Proposée à la vente pour 590 000 €, la piscine de Valentigney fait face à un déficit annuel annoncé de 100 000 €. Au-delà de l’incertitude locale, ce dossier éclaire une question décisive : comment reprendre, financer et exploiter durablement un équipement de baignade utile au territoire ?

Bassin intérieur lumineux d’une piscine publique avec lignes d’eau, gradins et équipements techniques visibles
Bassin intérieur lumineux d’une piscine publique avec lignes d’eau, gradins et équipements techniques visibles — Illustration générée par IA pour Piscine.fm

L’essentiel

  • La mise en vente à 590 000 € ne garantit ni le maintien de l’ouverture ni la continuité des créneaux scolaires et associatifs.
  • Le déficit annuel annoncé de 100 000 € doit être analysé avec les travaux différés, l’état technique et les besoins de trésorerie.
  • Le prix d’achat n’est qu’une partie du projet : énergie, personnel, traitement de l’eau, maintenance et rénovations pèsent ensuite chaque année.
  • Une reprise durable exige un audit indépendant, des scénarios chiffrés et des engagements précis sur les horaires, tarifs et usages.
  • En cas de transition, préserver les créneaux d’apprentissage de la nage doit être anticipé avec les établissements et bassins voisins.

Une mise en vente qui pose la question du service rendu

Au printemps 2025, la piscine de Valentigney, dans le secteur de Montbéliard, a été proposée à la vente pour 590 000 €. L’exploitation affichait alors un déficit annuel annoncé de 100 000 €, dans un contexte marqué par les fermetures sanitaires passées et la hausse des dépenses énergétiques. Dix ans auparavant, le site avait été repris par une société pour 50 000 €.

Ces montants racontent moins une simple transaction immobilière qu’un problème classique pour les équipements aquatiques : un bassin peut être très fréquenté et socialement indispensable, tout en restant fragile financièrement. Chauffage de l’eau et de l’air, traitement, déshumidification, maintenance, accueil, surveillance et nettoyage continuent de peser même lorsque les créneaux sont réduits ou que la fréquentation recule.

L’enjeu ne se résume donc pas à trouver un acquéreur. Il consiste à déterminer qui portera le risque d’exploitation, quels travaux devront être engagés et comment garantir, ou non, la continuité des créneaux pour les familles, les scolaires, les clubs et les personnes qui apprennent à nager.

590 000 €

prix de vente demandé au printemps 2025

100 000 €

déficit annuel annoncé

10 ans

depuis la reprise du site par une société

50 000 €

prix de cette reprise initiale

Un prix de vente n’est pas le budget du projet

Les 590 000 € correspondent au prix demandé pour l’acquisition.

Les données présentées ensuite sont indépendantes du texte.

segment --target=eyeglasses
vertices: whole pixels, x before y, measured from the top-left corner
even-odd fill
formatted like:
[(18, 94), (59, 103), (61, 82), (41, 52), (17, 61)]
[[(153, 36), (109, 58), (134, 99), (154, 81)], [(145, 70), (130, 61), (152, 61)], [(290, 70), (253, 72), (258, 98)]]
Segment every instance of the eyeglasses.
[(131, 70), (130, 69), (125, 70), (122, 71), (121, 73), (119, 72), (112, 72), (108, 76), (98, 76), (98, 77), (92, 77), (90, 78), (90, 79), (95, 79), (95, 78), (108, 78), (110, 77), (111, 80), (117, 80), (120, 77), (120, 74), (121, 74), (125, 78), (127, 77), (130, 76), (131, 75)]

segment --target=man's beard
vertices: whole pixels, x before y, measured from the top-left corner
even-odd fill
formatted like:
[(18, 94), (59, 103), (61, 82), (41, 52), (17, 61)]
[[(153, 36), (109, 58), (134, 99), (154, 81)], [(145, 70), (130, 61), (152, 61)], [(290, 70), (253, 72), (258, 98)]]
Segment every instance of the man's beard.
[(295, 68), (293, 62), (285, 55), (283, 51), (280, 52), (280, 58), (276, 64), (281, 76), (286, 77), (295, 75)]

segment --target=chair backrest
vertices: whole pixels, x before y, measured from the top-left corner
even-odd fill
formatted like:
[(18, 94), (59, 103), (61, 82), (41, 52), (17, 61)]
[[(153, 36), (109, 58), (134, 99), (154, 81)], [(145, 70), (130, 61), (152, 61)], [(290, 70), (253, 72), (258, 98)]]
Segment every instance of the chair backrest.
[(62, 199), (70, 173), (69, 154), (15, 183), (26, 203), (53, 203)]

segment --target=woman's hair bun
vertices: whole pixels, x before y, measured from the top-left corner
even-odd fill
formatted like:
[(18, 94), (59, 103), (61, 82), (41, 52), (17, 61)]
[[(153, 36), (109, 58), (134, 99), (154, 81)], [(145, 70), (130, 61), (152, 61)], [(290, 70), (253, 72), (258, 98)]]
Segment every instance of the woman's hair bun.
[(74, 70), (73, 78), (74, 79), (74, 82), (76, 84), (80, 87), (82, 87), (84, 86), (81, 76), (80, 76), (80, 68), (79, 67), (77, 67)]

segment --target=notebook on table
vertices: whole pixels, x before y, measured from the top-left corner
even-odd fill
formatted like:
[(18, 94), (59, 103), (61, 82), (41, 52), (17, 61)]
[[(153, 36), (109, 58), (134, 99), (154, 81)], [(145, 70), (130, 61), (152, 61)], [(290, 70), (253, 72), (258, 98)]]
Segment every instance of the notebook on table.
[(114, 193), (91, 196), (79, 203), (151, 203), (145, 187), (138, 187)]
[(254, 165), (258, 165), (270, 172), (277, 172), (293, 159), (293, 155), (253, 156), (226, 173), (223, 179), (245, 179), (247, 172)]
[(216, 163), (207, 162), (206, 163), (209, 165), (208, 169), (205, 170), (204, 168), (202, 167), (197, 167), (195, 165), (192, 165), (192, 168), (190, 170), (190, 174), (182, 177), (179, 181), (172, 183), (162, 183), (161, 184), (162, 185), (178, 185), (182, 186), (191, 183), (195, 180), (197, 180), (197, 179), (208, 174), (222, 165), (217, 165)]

Un repreneur doit y ajouter les éventuels travaux, les coûts de remise en conformité, la trésorerie de démarrage et le besoin de financement des premières années d’exploitation. Comparer ce montant au prix payé dix ans plus tôt ne permet donc pas, à lui seul, d’évaluer la valeur réelle du site.

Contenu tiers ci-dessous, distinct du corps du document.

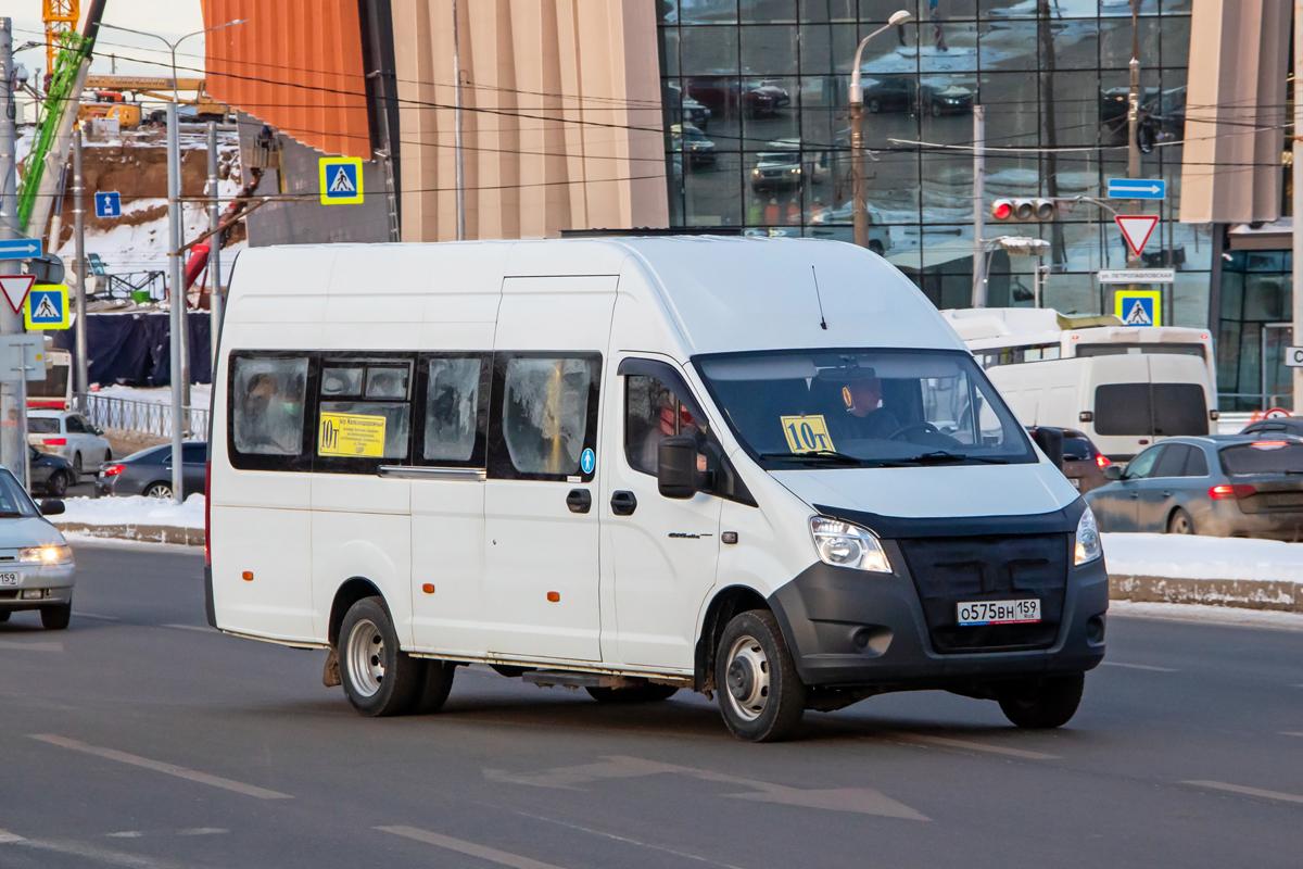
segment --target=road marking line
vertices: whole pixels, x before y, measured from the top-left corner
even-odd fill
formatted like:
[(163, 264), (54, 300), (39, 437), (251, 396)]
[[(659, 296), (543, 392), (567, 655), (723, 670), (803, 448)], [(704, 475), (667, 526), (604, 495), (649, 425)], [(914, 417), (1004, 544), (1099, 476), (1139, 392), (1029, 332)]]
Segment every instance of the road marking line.
[(222, 778), (220, 775), (210, 775), (207, 773), (199, 773), (198, 770), (190, 770), (184, 766), (177, 766), (175, 763), (164, 763), (163, 761), (151, 761), (147, 757), (141, 757), (139, 754), (128, 754), (126, 752), (119, 752), (117, 749), (113, 748), (99, 748), (98, 745), (87, 745), (86, 743), (77, 741), (76, 739), (68, 739), (66, 736), (57, 736), (55, 734), (31, 734), (30, 736), (31, 739), (47, 743), (50, 745), (69, 748), (74, 752), (94, 754), (95, 757), (103, 757), (104, 760), (117, 761), (119, 763), (126, 763), (129, 766), (139, 766), (141, 769), (152, 770), (155, 773), (163, 773), (164, 775), (175, 775), (176, 778), (186, 779), (189, 782), (207, 784), (208, 787), (218, 787), (224, 791), (231, 791), (233, 793), (251, 796), (258, 800), (293, 799), (291, 795), (281, 793), (279, 791), (268, 791), (267, 788), (257, 787), (254, 784), (245, 784), (244, 782), (235, 782), (232, 779)]
[(1148, 670), (1151, 672), (1181, 672), (1179, 670), (1173, 670), (1171, 667), (1154, 667), (1153, 664), (1131, 664), (1123, 661), (1105, 661), (1102, 662), (1105, 667), (1123, 667), (1124, 670)]
[(1227, 791), (1230, 793), (1243, 793), (1244, 796), (1259, 796), (1264, 800), (1277, 800), (1280, 803), (1300, 803), (1303, 796), (1296, 793), (1282, 793), (1280, 791), (1264, 791), (1260, 787), (1246, 787), (1243, 784), (1227, 784), (1226, 782), (1182, 782), (1194, 787), (1205, 787), (1213, 791)]
[(1003, 754), (1005, 757), (1018, 757), (1024, 761), (1057, 761), (1058, 754), (1046, 754), (1045, 752), (1033, 752), (1025, 748), (1007, 748), (1005, 745), (990, 745), (989, 743), (975, 743), (967, 739), (954, 739), (952, 736), (934, 736), (932, 734), (908, 734), (904, 731), (887, 731), (883, 734), (877, 734), (873, 737), (881, 739), (894, 739), (902, 743), (913, 743), (917, 745), (938, 745), (941, 748), (960, 748), (973, 752), (988, 752), (990, 754)]
[(498, 848), (476, 844), (474, 842), (466, 842), (465, 839), (453, 839), (452, 836), (430, 833), (429, 830), (420, 830), (417, 827), (394, 826), (375, 829), (380, 833), (403, 836), (404, 839), (433, 844), (437, 848), (456, 851), (457, 853), (464, 853), (468, 857), (476, 857), (477, 860), (496, 862), (499, 866), (511, 866), (511, 869), (560, 869), (560, 866), (554, 864), (539, 862), (538, 860), (533, 860), (530, 857), (523, 857), (519, 853), (499, 851)]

Pourquoi l’équation économique d’une piscine se tend vite

Une piscine ne fonctionne pas comme une salle de sport classique. Le bassin doit rester à température, l’air ambiant doit être renouvelé et déshumidifié, l’eau filtrée et désinfectée sans interruption. Chaque fermeture, même temporaire, réduit les recettes alors qu’une grande part des charges demeure. Lorsque les tarifs d’entrée augmentent, ils ne compensent pas forcément une hausse brutale de l’énergie : une hausse trop forte peut aussi écarter une partie du public.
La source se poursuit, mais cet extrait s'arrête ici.